When reminded that ZPBF had already written to him over their concerns, Dr Chilufya walked away saying “I have said enough, I will not talk to you on that one.”
In a related case, a whistleblower narrated how medical stores is getting supplies from some companies which do not subject drugs to quality check.
“The director of pharmaceutical standards a Ms Annie Zulu, is in charge of Medical Stores laboratory and quality assurance departments. But you should ask MSL what relationship she has with a supplying company called VL Pharmaceuticals Healthnet which is along Cha cha cha road plot 58/1 owned by some Chinese.”
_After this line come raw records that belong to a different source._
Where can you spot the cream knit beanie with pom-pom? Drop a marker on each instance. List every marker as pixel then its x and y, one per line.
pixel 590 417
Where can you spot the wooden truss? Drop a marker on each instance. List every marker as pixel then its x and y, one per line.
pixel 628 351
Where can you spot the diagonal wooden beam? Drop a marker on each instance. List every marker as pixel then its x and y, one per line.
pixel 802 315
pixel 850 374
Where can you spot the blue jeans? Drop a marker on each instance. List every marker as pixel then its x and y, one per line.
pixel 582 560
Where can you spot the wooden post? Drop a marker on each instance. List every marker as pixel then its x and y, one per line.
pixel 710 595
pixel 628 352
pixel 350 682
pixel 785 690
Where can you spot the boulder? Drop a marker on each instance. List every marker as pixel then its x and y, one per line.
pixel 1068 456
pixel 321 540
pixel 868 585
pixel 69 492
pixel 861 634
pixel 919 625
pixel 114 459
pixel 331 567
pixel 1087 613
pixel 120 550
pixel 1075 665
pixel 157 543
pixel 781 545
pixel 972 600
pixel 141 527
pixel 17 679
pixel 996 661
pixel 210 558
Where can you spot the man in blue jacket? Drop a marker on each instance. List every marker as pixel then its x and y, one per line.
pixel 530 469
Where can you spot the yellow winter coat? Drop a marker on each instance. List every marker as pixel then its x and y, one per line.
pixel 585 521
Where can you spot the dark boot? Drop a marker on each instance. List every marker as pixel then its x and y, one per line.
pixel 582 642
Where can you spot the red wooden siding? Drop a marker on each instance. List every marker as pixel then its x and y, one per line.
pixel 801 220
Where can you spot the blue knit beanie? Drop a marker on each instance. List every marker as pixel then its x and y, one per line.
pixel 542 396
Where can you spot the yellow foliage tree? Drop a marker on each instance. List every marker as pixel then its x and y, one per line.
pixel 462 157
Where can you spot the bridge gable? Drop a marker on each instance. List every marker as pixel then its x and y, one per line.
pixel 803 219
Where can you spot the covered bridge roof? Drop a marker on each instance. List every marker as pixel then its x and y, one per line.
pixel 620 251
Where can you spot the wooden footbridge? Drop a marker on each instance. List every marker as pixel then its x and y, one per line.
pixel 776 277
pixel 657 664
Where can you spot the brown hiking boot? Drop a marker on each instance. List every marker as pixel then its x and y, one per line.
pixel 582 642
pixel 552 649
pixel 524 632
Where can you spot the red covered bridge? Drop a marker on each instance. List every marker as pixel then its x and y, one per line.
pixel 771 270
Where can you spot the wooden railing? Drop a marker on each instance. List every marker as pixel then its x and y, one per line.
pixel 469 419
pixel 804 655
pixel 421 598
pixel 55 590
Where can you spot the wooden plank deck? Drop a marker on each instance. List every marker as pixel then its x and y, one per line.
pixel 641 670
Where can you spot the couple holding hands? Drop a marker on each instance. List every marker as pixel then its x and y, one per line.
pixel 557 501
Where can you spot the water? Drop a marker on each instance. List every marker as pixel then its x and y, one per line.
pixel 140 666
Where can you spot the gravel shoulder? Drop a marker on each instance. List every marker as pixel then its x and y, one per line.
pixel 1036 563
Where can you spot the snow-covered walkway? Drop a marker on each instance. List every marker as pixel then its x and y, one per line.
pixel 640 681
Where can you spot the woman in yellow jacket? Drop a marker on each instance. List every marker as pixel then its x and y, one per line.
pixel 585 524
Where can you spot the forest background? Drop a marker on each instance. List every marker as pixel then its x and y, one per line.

“You need to find out why she is not declaring interest if she is connected to this company. Most of the products supplied by some of these companies do not even go through quality checks as per requirement, before being supplied to the health facilities. Some of them are returned only at facility level once they start changing colour. The health of the citizens in compromised as this is against good pharmaceutical practices,” said the whistleblower.
“This issue has been brought to the attention of the current Managing Director, a Mr Chikuta Mbewe, but he has not done anything. Also, their is a supply of chlorine 250mls which has been done by another company located in Meanwood chamber valley which has failed QC, but a go ahead has been given to receive supplies from this company.”